Joly staffer involved in Meilleur's selection

- Marie-Danielle smith

OTTAWA • A former staffer in the office of Ontario premier Kathleen Wynne who now works for federal Heritage Minister Mélanie Joly was involved in the selection of Madeleine Meilleur as official languages commission­er this spring, newly released documents show.

Joly jumped through hoops to hide her staff’s participat­ion in the process, said NDP languages critic François Choquette, who obtained the documents under accessto-informatio­n law and provided them to the National Post.

“We knew that there was something very, very strange about this process,” he said Thursday. “I think it was a lack of transparen­cy since the beginning.”

The federal Liberals were accused of blatant partisansh­ip after announcing Meilleur’s appointmen­t as commission­er on May 15, less than a year after the former cabinet minister in Ontario’s Liberal government announced her departure from provincial politics.

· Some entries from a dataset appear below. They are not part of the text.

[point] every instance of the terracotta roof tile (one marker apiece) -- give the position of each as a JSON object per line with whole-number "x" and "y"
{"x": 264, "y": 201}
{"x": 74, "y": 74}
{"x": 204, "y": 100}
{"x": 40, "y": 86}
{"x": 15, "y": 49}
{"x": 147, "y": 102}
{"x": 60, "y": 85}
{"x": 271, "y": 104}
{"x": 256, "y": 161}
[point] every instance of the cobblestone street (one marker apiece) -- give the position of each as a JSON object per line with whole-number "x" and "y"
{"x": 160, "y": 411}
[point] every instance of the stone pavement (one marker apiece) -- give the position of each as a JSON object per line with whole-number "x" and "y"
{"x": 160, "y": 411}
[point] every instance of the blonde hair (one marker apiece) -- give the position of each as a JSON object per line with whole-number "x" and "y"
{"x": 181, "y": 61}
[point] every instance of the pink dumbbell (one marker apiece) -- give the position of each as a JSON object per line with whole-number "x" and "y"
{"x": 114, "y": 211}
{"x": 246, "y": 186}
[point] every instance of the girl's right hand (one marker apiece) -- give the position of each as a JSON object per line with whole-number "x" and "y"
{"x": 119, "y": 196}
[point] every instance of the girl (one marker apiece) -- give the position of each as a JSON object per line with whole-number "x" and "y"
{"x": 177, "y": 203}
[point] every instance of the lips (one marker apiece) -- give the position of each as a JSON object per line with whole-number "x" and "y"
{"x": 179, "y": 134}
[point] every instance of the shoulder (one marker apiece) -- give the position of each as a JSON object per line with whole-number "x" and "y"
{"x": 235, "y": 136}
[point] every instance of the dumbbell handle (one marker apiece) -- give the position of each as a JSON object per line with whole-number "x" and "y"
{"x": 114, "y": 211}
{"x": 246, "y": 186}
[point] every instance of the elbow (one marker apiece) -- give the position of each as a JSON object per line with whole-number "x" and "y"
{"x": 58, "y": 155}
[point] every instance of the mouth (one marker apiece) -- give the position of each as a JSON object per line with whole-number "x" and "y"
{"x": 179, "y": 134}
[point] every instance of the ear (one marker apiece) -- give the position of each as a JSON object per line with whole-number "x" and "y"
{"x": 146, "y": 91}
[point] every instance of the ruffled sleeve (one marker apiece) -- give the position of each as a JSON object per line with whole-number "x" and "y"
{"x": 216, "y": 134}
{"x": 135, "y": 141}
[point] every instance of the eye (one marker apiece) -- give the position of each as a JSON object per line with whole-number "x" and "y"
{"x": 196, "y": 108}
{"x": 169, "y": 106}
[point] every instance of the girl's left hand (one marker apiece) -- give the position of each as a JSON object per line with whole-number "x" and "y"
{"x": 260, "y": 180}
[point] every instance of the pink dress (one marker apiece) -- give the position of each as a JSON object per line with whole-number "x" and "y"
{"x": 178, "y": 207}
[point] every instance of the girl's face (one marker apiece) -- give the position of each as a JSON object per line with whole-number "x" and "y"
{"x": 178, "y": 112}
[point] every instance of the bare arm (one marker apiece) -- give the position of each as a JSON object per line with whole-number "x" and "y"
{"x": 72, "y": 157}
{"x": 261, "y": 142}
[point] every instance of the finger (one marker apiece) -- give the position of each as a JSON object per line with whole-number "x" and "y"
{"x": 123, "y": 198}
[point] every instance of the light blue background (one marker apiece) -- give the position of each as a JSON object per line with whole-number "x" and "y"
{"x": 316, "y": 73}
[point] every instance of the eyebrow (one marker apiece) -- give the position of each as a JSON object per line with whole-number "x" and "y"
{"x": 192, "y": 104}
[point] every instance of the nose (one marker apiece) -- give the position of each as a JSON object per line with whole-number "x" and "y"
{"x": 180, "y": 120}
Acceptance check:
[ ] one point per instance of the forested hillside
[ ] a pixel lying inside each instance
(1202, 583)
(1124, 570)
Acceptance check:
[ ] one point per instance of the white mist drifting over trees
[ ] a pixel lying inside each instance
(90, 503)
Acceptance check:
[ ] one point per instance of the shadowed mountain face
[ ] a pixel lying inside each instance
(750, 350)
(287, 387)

They insisted the process had been merit-based and that Meilleur was simply the most qualified candidate. But controvers­y erupted, worsened by revelation­s that Joly employed three staff who had worked for the Ontario Liberals. Two of them had worked directly under Meilleur. A third, Caroline Séguin, had left a position as Wynne’s executive director of intergover­nmental affairs to become Joly’s policy director in early 2016.

On June 1, less than a week before Meilleur removed herself from considerat­ion for the job, Joly stood in the House of Commons to defend her staff. “The individual­s who have had previous contact with Madeleine Meilleur in the past were never part of the process and were in no way involved in Madeleine Meilleur’s appointmen­t,” she said during question period.

However, while Séguin does not appear to have been part of the formal selection committee — which included two members of the Prime Minister’s Office — the documents, though substantia­lly redacted, contain emails showing Séguin was being kept abreast of details about the appointmen­t as early as March.

In February 2017, Boyden Ottawa, a headhuntin­g firm that had been awarded an almost $77,000 contract to help find a new commission­er, held a conference call to discuss a “long list” of potential candidates. Documents say 72 people had applied and Boyden “screened in” 28.

Boyden ultimately found 11 candidates appeared to be “the most aligned” with the role, according to the documents, and Joly interviewe­d an even smaller number.

Séguin was on the list of invitees to an “executive search debrief teleconfer­ence” at the end of March, and in early April was in a list of recipients of a redacted email addressed to “selection committee members.” It was roughly three weeks after that email, on April 26, that Meilleur was informed she would be nominated.

While Séguin may not have worked directly under Meilleur, Choquette said Thursday, she reported to Wynne, Meilleur’s boss. And it is the appearance of a coverup by Joly that makes the situation look fishy, he said.

“We knew that it was really strange since the beginning and that she was trying to hide a lot of stuff,” he said. “And the first thing that she was trying to hide was (the involvemen­t of) Madame Caroline Séguin. Because she was so nearby the last Liberal government of the province of Ontario that she knew it would look like a biased process.”

The Liberals still haven’t appointed a new languages commission­er in the wake of Meilleur’s withdrawal. They are also past due in appointing new ethics, lobbying and informatio­n commission­ers.

The PMO did not respond before deadline to a request for comment, but on the subject of appointmen­ts Privy Council Office spokesman Stéphane Shank had recently told the Post that “the government is committed to identifyin­g the most qualified candidates through open, transparen­t and merit-based selection processes, and will take as long as is required to find the right people for these important positions.”